As published in Direct – January 1, 1996
This is the Regional Chauvinism edition of Agency Watch and we’re talking with East Coast and West Coast agency heads on their respective styles and sensibilities. The floor goes to the West’s Marcia Kadanoff.
“The East has more long-standing, traditional direct marketing accounts, such as Columbia House and Reader’s Digest, who focus on beating the control,” offers Kadanoff, principal of San Francisco’s Miller/Kadanoff Direct & Promotions Inc. By contrast, she says, the West is a breeding ground for entrepreneurial start-up companies like Apple, Microsoft and Netscape.
“With no past history, sometimes anything goes, and the clients here – especially the technological ones – are more willing to take risks and think outside the box."
Two cases in point are Brierley & Partners – which invented the frequent-flyer business when it devised American Airlines’ Advantage program – and Hal Riney & Partners’ Saturn homecoming party.
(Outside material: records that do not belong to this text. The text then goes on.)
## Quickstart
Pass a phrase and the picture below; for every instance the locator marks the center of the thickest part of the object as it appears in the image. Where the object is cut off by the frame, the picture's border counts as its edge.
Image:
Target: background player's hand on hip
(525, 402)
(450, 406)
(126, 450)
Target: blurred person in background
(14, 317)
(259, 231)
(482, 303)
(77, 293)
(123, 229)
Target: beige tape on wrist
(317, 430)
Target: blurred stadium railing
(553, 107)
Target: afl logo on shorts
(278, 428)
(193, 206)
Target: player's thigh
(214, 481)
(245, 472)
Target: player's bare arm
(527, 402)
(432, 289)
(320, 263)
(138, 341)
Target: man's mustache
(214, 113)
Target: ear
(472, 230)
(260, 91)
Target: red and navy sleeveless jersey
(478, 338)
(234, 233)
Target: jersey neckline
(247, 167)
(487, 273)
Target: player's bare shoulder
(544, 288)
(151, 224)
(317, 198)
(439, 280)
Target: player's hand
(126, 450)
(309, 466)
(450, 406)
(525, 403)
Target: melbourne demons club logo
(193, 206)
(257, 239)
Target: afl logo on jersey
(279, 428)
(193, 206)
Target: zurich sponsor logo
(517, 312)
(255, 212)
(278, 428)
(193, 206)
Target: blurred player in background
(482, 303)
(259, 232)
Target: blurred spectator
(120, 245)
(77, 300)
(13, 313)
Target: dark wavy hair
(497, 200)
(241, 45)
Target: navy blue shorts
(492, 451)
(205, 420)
“Thinking 40,000 people would be willing to spend their summer vacation in Spring Hill, Tennessee, and then pay $35 to get into the event, was definitely thinking outside the box,” Kadanoff says of the Hal Riney project.
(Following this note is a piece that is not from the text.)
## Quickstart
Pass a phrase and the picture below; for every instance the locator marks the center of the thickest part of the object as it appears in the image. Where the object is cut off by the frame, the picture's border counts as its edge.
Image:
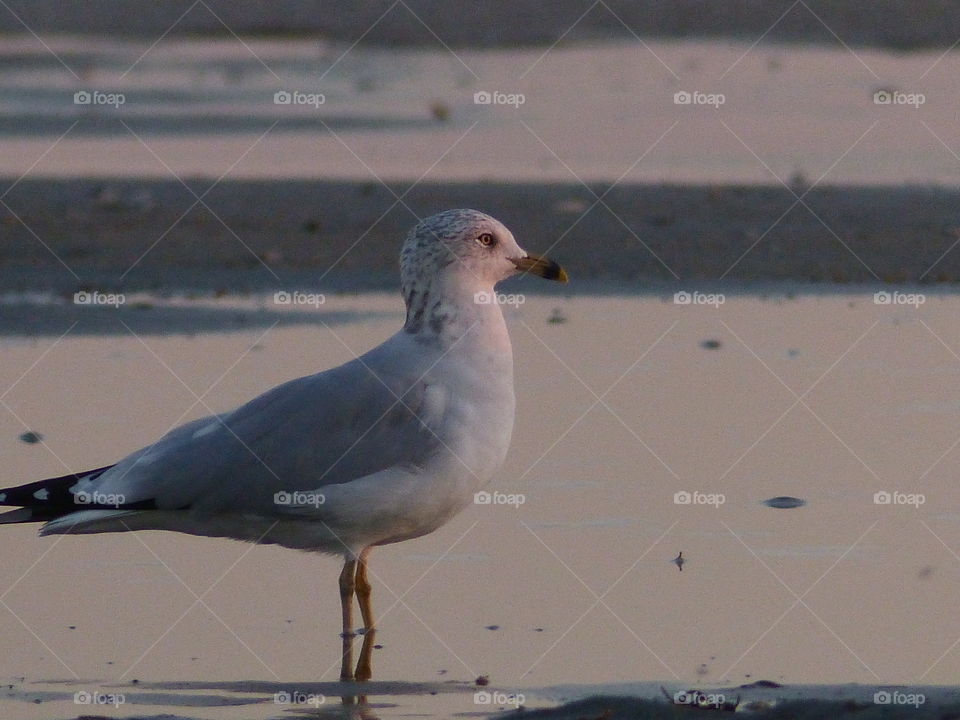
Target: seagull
(385, 448)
Miller/Kadanoff went against the grain when it designed a program for 3COM targeting computer resellers – not a particularly brand-loyal crowd. The campaign netted a 25% response.
What do Easterners have to say to this?
“It’s the needs of the client, not the work, that is different,” says Tom Burden, executive vice president for Baltimore’s TBC Direct, whose clients include Group 1 Software and America Online, both East Coast companies.
“We do quite a bit of classic direct here because it works,” he says, “but we also swim in waters that haven’t been swam in before.” Phil Herring of Seattle-based Herring Newman argues that campaigns originating from his side of the U.S. map are more integrated.
“More East Coast companies are in the mail order business or strictly use DM channels,” he says. “Clients here tend to require multiple distribution channels.”
We’ll close with an assessment from perhaps the ideal observer – Peter Blau of Barry Blau & Partners, who works out of Westport, CT, but sports a bicoastal resume. He notes that agency people in New York and Chicago are more cost-minded; creativity is important to them but tends not to be as trendy or flashy. “I believe every region has its own creative style,” Blau adds. “San Francisco, for example, is an art director’s town, so cutting-edge design is more important there than anywhere else. But packages tend to cost more because of it.”